Tuesday, June 26, 2012

What is a Cookie Table?

My friend Marie asked a good question the other day:  what exactly is the Pittsburgh cookie table tradition?  I realized then that I hadn’t yet addressed this fundamental question on my blog.  How silly!

The cookie table is a popular wedding tradition in northwestern Pennsylvania.  It is usually a table (or two, or three, or four) covered with trays of cookies for guests to snack on throughout the party.  The veritable cookie buffet is, of course, in addition to a proper wedding cake which many guests do not even eat, wrapping their slices instead in paper napkins to take home for breakfast the next morning.

Some cookie table displays are extravagant.  A wedding vendor I interviewed told me of a mother-of-the-bride who, on the morning of the wedding, delivered 10,000 cookies for the venue staff to arrange and plate just six hours before the reception.  Now the vendor charges a set-up fee for larger-than-usual quantities.    

The vast quantities of cookies are produced by obliging aunts, grandmothers, cousins, and sisters of the bride who begin their work months before the wedding, freezing their creations until the big day.  Sometimes they designate a few weekends and do their baking together.  It’s a good excuse to spend time with one another, chat, and relax before the wedding.

No one is sure where the cookie table tradition began but it seems to be practiced in cities with large enclaves of Italian and Eastern-European immigrants. Perhaps it was a custom the newcomers brought with them from their home countries.  Another theory suggests that the cookie table grew out of the Depression.  When families couldn’t afford a wedding cake, guests chipped in by bringing batches of cookies, as a way to round out and make an otherwise sparse celebration, special.

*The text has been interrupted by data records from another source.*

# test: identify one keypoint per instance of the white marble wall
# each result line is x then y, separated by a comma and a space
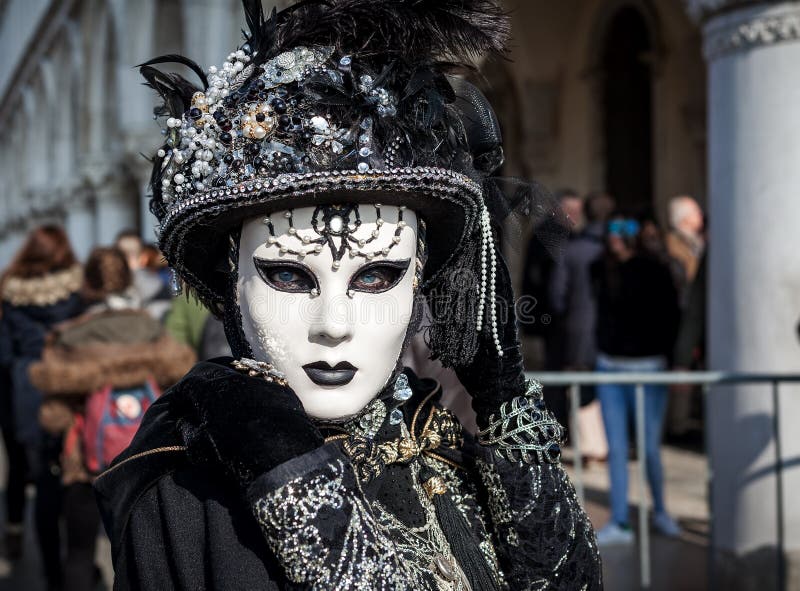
754, 169
74, 116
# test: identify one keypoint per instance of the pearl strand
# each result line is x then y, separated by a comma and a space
487, 247
484, 223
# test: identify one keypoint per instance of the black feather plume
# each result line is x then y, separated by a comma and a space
413, 30
179, 59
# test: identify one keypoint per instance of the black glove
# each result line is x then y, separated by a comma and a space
244, 424
491, 379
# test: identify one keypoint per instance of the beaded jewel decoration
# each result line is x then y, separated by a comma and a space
235, 132
327, 102
525, 431
336, 221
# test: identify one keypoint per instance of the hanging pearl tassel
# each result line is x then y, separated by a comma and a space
487, 251
482, 284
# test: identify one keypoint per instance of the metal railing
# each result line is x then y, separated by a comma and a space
574, 380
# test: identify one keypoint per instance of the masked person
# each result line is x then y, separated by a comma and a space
313, 191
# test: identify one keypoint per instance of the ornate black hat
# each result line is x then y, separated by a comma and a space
336, 100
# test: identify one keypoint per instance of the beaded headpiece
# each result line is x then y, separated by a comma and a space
339, 101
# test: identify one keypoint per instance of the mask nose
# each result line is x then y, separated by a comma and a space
333, 319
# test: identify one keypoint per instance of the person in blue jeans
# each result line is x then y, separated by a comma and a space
637, 319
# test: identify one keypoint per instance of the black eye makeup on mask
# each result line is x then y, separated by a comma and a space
378, 276
291, 276
286, 275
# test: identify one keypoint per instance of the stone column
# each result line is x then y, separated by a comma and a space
80, 225
116, 209
753, 55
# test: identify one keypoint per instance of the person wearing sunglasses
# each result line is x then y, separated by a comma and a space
637, 316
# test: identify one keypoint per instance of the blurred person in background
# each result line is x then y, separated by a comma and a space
147, 285
574, 308
537, 272
685, 240
39, 289
686, 245
189, 322
155, 266
99, 373
637, 315
544, 350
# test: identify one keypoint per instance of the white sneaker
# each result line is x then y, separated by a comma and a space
666, 525
613, 534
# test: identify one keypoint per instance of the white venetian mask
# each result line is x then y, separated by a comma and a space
331, 319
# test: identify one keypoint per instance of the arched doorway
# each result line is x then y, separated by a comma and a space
627, 109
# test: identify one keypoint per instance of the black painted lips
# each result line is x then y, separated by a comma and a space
322, 374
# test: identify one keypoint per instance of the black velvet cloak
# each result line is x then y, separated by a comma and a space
317, 522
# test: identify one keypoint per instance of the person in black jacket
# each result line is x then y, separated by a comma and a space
637, 318
39, 289
314, 191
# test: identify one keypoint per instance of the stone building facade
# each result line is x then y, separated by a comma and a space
644, 98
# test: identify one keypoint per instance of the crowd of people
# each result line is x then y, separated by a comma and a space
84, 350
623, 296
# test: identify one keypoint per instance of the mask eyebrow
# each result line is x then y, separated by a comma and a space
399, 264
261, 262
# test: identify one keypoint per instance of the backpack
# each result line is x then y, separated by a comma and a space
111, 418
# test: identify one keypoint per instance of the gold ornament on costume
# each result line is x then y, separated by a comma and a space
259, 121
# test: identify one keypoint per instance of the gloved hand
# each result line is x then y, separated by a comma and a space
244, 424
491, 379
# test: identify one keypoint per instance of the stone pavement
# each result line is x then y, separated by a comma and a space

For many, the cookie table is the best part of a wedding celebration.  Guests enjoy seeing what cookies the bride’s family has baked as they usually reflect her origins and tastes. Every guest secretly, or not so secretly, compares the lady locks to their grandmother’s recipe.  They are never quite as good.  In Pittsburgh the cookie table is an event in itself.  It’s a unique quirk which, as Pittsburghers marry outside the region, other cities are adopting adopt.  And it’s about time.  Who doesn’t appreciate a good cookie?   That’s right, no one.